My exercising pursuits probably started at age one and a half when my foiled gymnastics routine failed to propel me out of the crib. Already I showed signs of being active and rambunctious and my “antics” did not stop despite stitches from my failed attempt. At age six my mother watched in horror as someone pointed to a young girl, her daughter, about to jump from the high diving board.
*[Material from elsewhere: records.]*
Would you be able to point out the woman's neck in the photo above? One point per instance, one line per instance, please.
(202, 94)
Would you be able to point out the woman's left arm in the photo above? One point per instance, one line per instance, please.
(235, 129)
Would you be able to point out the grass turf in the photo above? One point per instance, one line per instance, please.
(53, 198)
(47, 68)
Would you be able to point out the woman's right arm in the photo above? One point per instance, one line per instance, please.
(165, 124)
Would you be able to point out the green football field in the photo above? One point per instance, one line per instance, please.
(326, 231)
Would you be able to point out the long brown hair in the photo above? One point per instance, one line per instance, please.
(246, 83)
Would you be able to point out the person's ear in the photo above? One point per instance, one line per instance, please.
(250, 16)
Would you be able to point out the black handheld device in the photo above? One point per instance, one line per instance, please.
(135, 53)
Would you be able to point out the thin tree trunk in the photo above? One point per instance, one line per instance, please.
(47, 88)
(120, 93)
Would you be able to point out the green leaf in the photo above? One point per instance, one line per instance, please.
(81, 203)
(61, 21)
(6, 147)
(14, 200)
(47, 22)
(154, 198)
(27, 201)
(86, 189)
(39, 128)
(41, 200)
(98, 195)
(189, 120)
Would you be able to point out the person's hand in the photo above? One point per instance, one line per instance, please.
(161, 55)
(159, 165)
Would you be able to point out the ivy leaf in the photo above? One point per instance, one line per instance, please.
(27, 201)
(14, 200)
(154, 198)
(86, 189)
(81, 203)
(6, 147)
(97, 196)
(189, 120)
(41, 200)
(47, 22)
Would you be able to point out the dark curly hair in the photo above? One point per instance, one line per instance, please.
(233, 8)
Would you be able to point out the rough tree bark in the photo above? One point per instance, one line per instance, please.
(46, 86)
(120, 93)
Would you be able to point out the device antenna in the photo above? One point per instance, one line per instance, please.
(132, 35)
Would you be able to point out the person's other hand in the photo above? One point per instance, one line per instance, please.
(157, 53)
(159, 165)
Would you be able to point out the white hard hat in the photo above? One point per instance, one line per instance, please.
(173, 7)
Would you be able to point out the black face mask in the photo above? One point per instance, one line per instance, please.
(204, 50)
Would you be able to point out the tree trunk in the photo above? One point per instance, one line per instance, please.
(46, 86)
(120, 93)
Finally, at age eight she enrolled me in PAL (Police Athletic League), in an effort to allow me to channel my excess energy constructively.

I continued an active life style throughout my life, until I was diagnosed with MS.

In August of 2009 I was training for my first half marathon when I was diagnosed with RRMS. The diagnosis came as a shock to me because I was not only fit but maintained a healthy lifestyle.  The news, was a shock to me and I wasn’t sure how to cope.

After the diagnosis I shut everyone and everything from my life, including running and working out. I could not envision going for a run and collapsing from an MS episode. I truly had no idea what to expect but I had anticipated the worst of what could happen.  I couldn’t go to the gym and have my ego remind me of what I could no longer do.

As I struggled with the disease I became increasingly depressed. In the past, running would always assuage any crisis I had to face; I no longer had that outlet to release my depression and frustrations.  It was a catch 22 – if I went out for a run I could collapse (in my mind) and if I didn’t I would sink further into an abyss that I had created.

It took months for me to realize that I had hit a wall built not out of mortar but fear and indecision. MS had already proven to me that I would not have the same life that I had enjoyed in the past. So, why could I think that I could easily go back to my “old” form of exercising?   Reluctantly I had to give up starting off at the high diving board and had to wade into the kiddy pool instead.

And so as my frame of mind changed so did my temperament and condition. I started jogging slowly, almost at a walk, and much less distance than I was accustomed to. I had no delusions of grandeur, only of building up my courage and stamina at whatever pace I could manage at the time.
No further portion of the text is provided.